You should visit Alan Jacob’s blog regularly or have Snakes and Ladders (blog.ayjay.org) on your newsfeed. You know this, because I write it all the time. Of course you will not find everything he writes (or reads) interesting, but many things are quite striking. Four recent examples:
- In “hubris” (Aug. 26, 2021) [link], Jacobs revisits the question of whether it might just be better to opt out of social media.
- On August 25 [link], Jacobs points us to his January 6, 2021 piece “School for Scale” in The Hedgehog Review [link] and reminds us why it is really, really important to understand decimals.
- Jacobs refers us to something Oliver Burkeman wrote long ago in the Guardian: “Everyone is totally just winging it, all the time” (May 21, 2014) [link]. Eerily reminiscent of observed reality!
- “Tolkien and Auden” (Aug. 16, 2021) [link] concerns the two famous writers who were good, though unlikely, friends. Jacobs wrote a delightful short play (“Sandfield Road”) about the two men. You can read it in 15 minutes, here [link].
Jacobs has twenty eight posts since August 15, so you have some catching up to do.
I once took some education classes, and heard the unpleasant aphorism, “There are those who do, and those who teach, and those who teach teachers to teach.” The implication was that each successive group was less valuable than the prior one. Perhaps no one who has had an excellent teacher would think this.
I was talking with a friend over the weekend about teaching, and agreed that teaching seems to be something that some people can do, and that that the skill seems to be more or less separable from the subject matter. (My friend is a skilled raconteur, and has taught on such disparate things as running a restaurant, singing in parts, mold removal and the Bible). If you can teach, you can teach anything you yourself are willing to learn.

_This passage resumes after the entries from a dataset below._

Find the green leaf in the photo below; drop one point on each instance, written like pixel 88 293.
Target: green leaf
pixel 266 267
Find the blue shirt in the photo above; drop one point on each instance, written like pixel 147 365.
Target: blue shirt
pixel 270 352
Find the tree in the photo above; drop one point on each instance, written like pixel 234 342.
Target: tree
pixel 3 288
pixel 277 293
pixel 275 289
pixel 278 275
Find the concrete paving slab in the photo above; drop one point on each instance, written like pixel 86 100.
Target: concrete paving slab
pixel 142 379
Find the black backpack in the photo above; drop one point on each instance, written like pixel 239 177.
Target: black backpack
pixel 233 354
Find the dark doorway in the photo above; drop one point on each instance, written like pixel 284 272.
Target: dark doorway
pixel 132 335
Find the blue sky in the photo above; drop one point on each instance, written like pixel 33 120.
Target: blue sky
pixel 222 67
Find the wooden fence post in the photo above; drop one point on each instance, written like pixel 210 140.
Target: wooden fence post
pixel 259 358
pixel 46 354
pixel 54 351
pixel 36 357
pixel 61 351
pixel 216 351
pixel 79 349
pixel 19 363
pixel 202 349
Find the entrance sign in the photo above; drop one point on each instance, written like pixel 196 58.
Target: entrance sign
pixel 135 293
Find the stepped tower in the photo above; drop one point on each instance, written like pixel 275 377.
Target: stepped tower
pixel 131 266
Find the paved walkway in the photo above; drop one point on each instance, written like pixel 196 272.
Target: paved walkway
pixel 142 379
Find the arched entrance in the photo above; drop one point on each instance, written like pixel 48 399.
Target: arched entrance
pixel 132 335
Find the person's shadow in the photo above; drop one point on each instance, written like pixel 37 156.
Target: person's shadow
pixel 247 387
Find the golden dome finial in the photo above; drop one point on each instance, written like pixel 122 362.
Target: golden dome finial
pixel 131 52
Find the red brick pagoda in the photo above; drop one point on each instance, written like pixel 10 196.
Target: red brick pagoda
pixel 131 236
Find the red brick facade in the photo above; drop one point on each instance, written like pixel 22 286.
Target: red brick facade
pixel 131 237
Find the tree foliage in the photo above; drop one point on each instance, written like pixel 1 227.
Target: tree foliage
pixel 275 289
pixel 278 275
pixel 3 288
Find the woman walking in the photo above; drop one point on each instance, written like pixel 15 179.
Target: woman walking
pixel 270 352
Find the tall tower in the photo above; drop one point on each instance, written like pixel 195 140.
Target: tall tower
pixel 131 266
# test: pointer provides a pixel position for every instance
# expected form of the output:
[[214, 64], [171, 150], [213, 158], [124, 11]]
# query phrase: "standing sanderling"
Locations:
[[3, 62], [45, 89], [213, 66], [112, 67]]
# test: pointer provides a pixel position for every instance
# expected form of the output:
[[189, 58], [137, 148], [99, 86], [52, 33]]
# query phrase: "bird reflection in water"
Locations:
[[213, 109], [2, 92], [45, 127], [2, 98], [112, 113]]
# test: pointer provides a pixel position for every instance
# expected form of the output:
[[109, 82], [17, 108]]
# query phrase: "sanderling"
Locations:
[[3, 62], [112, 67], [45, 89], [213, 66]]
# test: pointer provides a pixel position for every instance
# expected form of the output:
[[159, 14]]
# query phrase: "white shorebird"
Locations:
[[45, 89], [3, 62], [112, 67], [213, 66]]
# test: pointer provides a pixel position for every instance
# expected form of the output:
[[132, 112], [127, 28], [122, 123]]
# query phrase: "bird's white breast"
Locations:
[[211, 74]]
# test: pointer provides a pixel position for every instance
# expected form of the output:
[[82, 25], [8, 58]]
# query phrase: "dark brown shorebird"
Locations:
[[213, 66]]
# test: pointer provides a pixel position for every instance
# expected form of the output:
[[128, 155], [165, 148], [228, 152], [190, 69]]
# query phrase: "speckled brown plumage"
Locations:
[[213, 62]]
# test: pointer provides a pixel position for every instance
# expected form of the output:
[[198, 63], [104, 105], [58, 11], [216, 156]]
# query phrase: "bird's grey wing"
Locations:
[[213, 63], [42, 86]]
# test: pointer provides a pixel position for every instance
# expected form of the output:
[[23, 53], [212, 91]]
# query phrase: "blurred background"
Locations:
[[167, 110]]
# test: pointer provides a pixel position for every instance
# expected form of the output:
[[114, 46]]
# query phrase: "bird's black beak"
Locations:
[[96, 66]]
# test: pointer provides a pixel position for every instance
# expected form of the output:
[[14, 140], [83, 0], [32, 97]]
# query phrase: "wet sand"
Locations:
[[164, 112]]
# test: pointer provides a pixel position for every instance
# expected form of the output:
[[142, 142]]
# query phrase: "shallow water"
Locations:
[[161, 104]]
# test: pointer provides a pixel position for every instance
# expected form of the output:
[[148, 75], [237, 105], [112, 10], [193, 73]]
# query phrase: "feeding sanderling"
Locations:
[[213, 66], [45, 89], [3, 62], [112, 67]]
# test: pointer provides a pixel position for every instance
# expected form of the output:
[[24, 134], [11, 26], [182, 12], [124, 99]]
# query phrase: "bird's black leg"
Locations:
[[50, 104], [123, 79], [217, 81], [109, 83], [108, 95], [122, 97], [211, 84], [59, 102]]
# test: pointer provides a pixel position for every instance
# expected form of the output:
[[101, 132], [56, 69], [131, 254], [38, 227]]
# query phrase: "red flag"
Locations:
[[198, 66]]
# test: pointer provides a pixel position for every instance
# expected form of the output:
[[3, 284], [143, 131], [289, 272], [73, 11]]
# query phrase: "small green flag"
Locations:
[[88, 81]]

It seems to me that writing is another “separable skill,” and a good writer can write about almost anything — think of John McPhee writing about oranges, canoes, geology and fish; or Michael Lewis writing about football, baseball, the technology of markets and disease; or Tracy Kidder writing about Haiti, contracting, computers and Burundi. This is strongly true of writers of nonfiction, though I concede that not all nonfiction writers can make the leap into fiction, and poetry is another thing entirely.
We hear of people who are “book smart” and the ability to learn from books may be its own separable skill, but not all separable skills are intellectual — we all know people who are sufficiently athletic that they would be picked for any team even in a sport they have never played before. Some people have mechanical ability as a separable skill. Musical aptitude may be a separable skill.
Are there others?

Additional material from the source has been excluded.